Innerrhoder Kunststiftung vergibt Werkbeitrag an Stefan Inauen

Die Kunststiftung Appenzell Innerrhoden hat den mit 10'000 Franken dotierten Werkbeitrag 2026 an den Künstler Stefan Inauen vergeben. Sie würdigt damit Inauens Projekt «Pop-Up-Store», eine begehbare Skulptur in Form eines mobilen Ladens, in dem es nichts zu kaufen gibt.

Wie die Kunststiftung am Freitag mitteilte, dient ein umgebauter Wohnwagen als temporärer Ausstellungs- und Begegnungsort.
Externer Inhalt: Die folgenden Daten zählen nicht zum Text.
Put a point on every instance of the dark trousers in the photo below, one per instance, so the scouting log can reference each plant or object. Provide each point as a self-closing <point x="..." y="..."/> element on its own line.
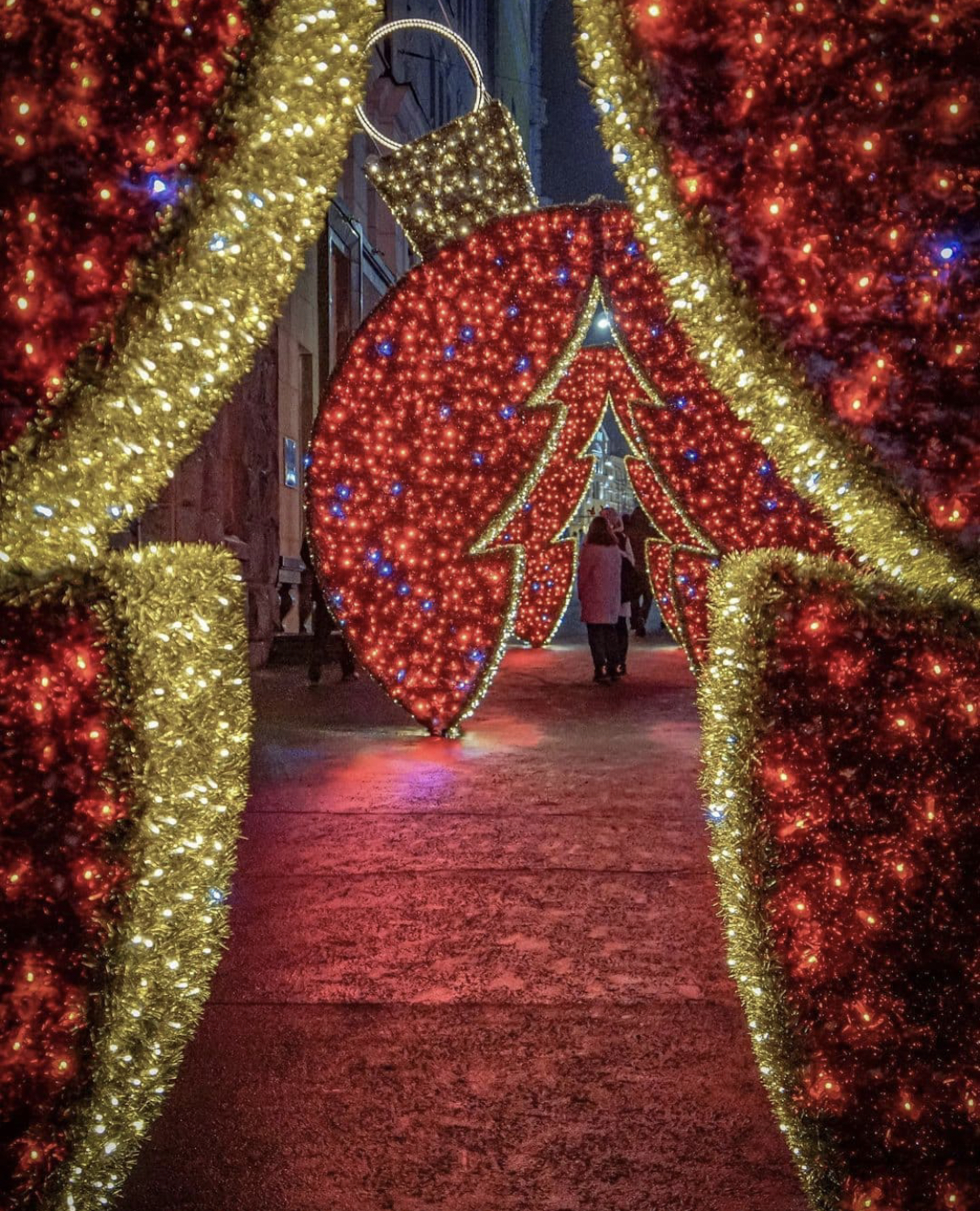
<point x="622" y="641"/>
<point x="639" y="609"/>
<point x="602" y="643"/>
<point x="322" y="626"/>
Darin zeigt der 1976 geborene Künstler Arbeiten aus über dreissig Jahren, Nachbauten von Referenzwerken, Fundstücke sowie persönliche Materialien.
Das fahrbare «räumliche Selbstporträt» soll an mehreren Stationen im Dorfkern von Appenzell abgestellt werden und den direkten Austausch mit der Bevölkerung ermöglichen.
Die Jury hebt gemäss Mitteilung die eigenständige Form des Projekts hervor, das eine persönliche Rückschau mit einer offenen Selbstbefragung verbinde und die Auseinandersetzung mit Appenzell zum wesentlichen Bestandteil der Arbeit mache. Gewürdigt wird auch der Mut Inauens, seine eigene Praxis öffentlich zur Diskussion zu stellen.
Die Kunststiftung Appenzell Innerrhoden fördert seit dem Jahr 2000 das zeitgenössische Kunstschaffen im Kanton.